Perhaps the most telling statistic of all is this: although marijuana use has increased dramatically through the years, the rate of schizophrenia remains the same.

But even as one group of doctors and researchers is trying to demonize marijuana for it’s effects on mental health, there are other doctors who are already using it to treat their patients.

Like Frank Lucido, a family doctor from Berkeley, CA. He published a report based on seven years of implementing medicinal marijuana in his general practice clinic. Although a vast majority of his patients were treated for chronic pain, he treated dozens of people for psychiatric conditions, including depression, anxiety, insomnia, PTSD, bi-polar, attention deficit and obsessive-compulsive disorder. His conclusion:

With appropriate use of medical cannabis, many of these patients have been able to reduce or eliminate the use of opiates and other pain pills, ritalin, tranquilizers, sleeping pills, anti-depressants and other psychiatric medicines…

Dr. Jeremy Spiegel is a psychiatrist in Portland, Maine, and an outspoken supporter of medicinal marijuana for psychiatric patients. His article in Psychology Today cites examples from his own practice and boldly states that “cutting edge research suggests that a joint a day might keep your psychiatrist away.”

The research he references is interesting indeed.

A 2005 study published in Addictive Behaviors concluded that casual marijuana smokers actually report less depressive symptoms than non-users, on average.

A study at University College London found that CBD is an effective aid to “extinction learning,” which is really “unlearning” our programmed anxiety and fear responses. This shows the plant’s tremendous potential to treat sufferers of anxiety and panic disorders.

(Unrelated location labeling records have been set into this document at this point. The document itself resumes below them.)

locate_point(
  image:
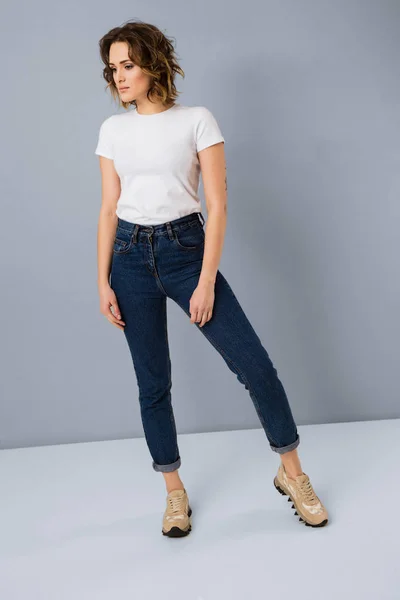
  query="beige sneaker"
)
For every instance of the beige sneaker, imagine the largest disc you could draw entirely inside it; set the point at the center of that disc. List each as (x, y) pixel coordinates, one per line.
(308, 506)
(177, 520)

Another study published in the Journal of Neuroscience shows that THC is effective at reducing the brain’s reactivity to social threat signals (particularly in the amygdala), without affecting activity in the primary visual and motor cortex.

This leads me to speculate on the possible implications of the much-cited Gilman study earlier this year, which found abnormalities in the amygdala of marijuana smokers… Perhaps this “abnormality” simply results in calmer, more rational behavior, and less emotional reaction to perceived threat?

Just a thought.

In addition to reports from doctors and researchers, there are volumes upon volumes of testimony from patients themselves. In writing this article, I spent hours reading what cannabis users have to say about their results. People have been helped and healed of countless conditions, mental, emotional, and physical.

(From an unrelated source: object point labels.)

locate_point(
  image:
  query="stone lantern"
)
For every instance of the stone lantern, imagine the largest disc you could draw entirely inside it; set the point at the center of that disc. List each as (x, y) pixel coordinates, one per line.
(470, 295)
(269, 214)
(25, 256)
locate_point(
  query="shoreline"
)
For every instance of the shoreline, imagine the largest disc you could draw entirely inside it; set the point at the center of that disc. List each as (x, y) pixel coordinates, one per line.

It seems to me, that especially when discussing people’s state of mind, their mood and emotional well-being, it’s important to listen to what they have to say for themselves. But this immense body of anecdotal evidence is mostly ignored, or written off by those in favor of prohibition.

Granted, all these studies and testimonies still don’t prove that marijuana is safe and beneficial for everyone. Indeed there is enough evidence to indicate that it can be harmful to a small percentage of people who are predisposed to mental illness.

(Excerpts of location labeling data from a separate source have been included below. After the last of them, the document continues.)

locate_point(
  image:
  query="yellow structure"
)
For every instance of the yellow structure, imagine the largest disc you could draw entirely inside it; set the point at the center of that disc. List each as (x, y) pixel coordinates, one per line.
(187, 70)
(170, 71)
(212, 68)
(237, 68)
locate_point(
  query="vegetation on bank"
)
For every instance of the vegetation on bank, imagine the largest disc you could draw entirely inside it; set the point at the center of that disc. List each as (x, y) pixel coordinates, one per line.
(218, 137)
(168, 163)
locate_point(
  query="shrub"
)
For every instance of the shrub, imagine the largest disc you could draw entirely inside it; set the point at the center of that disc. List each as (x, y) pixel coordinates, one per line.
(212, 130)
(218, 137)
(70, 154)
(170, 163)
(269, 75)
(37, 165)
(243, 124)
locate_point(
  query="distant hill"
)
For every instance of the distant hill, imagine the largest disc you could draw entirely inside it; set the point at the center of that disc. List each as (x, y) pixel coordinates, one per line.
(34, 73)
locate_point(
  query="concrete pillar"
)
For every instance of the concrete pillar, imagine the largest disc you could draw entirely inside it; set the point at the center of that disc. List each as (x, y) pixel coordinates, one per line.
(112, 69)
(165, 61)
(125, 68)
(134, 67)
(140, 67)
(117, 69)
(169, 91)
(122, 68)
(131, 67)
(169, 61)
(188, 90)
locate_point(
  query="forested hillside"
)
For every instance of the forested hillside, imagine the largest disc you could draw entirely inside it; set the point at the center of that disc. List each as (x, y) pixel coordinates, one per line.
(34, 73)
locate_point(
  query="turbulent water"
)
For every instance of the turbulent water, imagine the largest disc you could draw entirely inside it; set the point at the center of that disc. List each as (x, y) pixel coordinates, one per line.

But is that any worse, or any different than the legal pharmaceuticals that are handed out to patients every day? All psychiatric drugs have serious risks and dangerous side effects – much worse than those associated with marijuana – and yet they are prescribed to millions.

Even assuming that a small percentage of the population is at risk, that calls for regulation, not prohibition. Classifying cannabis as an illegal narcotic only drives it underground, making it impossible to keep it out of the hands of minors and at-risk individuals. It also prevents adequate study, so that we can properly educate medical professionals and the general public, and it prevents millions of people from getting the relief they could have from this powerful medicine.

Taken altogether the evidence, at the very least, sheds doubt on the claims that cannabis has dangerous effects upon mental health. Quite the opposite, the latest science indicates a tremendous potential for psychiatric use, and a promising new frontier for medicinal marijuana.